Introduction: Hereditary spastic paraplegia (HSP) is a group of neurogenetic disorders seen mainly in adults. With the advancement in genetics, more than 78 types of HSP have been identified, with increasing identification of HSP in children. However, there is scant literature on this from India.
Materials and methods: Retrospective chart review of patients with HSP diagnosed in the last 6 years was done. The data were extracted and analyzed.
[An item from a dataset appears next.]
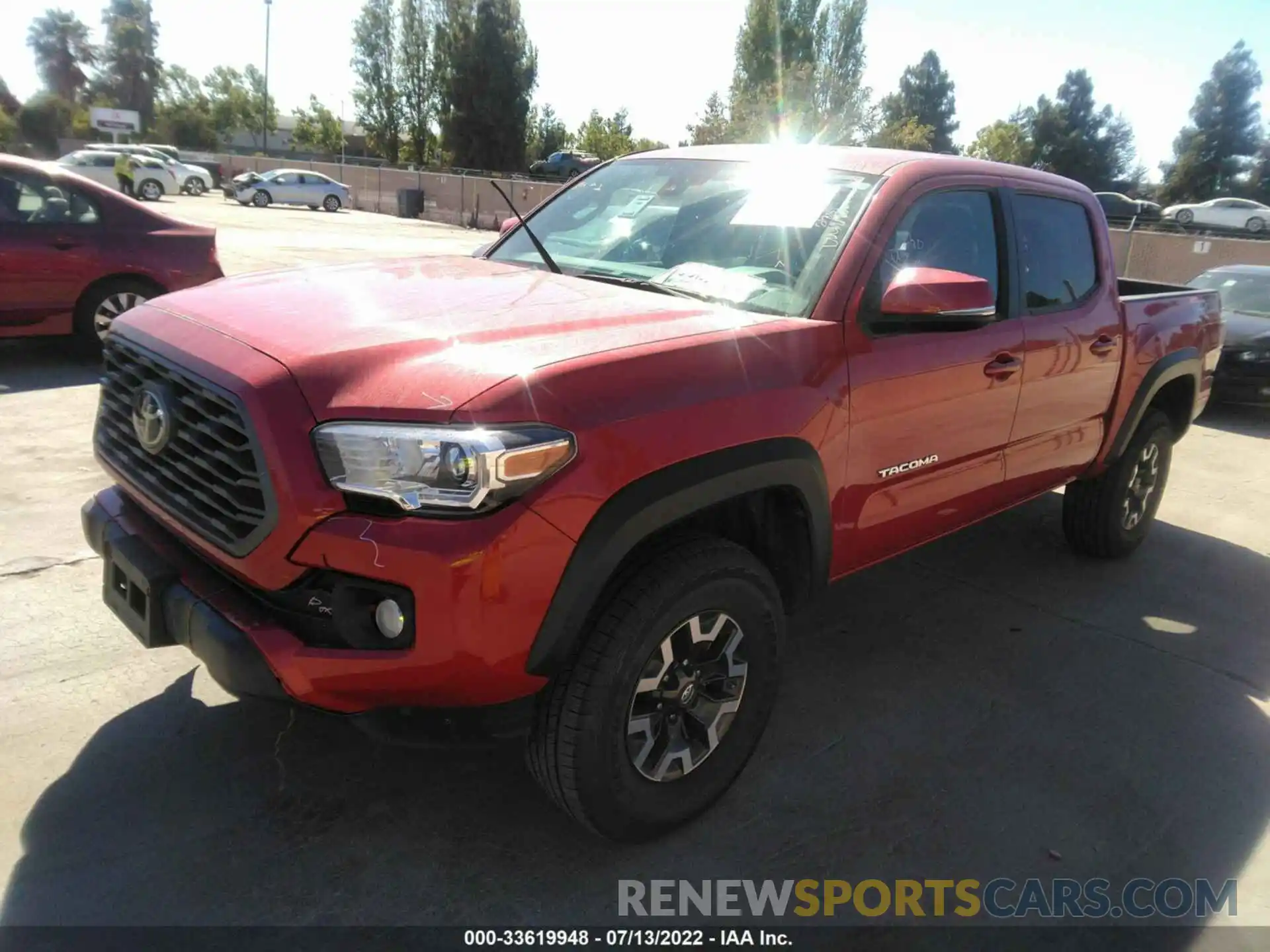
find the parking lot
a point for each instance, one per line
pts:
(986, 706)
Results: A total of 11 patients had a diagnosis of HSP (genetically confirmed), with mean age of presentation at 21.7 months. The main symptom at the time of presentation was delayed walking and/or abnormal gait in the form of tip-toeing and scissoring of limbs. The mean delay in diagnosis was 5.2 years after initial presentation. MRI of the presented children showed mainly thinning of corpus callosum and white-matter changes. All of them had gradual worsening spasticity, despite physiotherapy and drugs. Except one, all children had recessive form of spastic paraplegia. Child with autosomal dominant spastic paraplegia had heterozygous mutation in SPAST gene, which is known to present in the first 2 years of life.
Conclusions: HSP is probably not uncommon. Recessive form of HSP is more frequently seen in children. Because of lack of awareness, there is delay in reaching the final diagnosis.
Keywords: Hereditary spastic paraplegia; genetics; magnetic resonance imaging.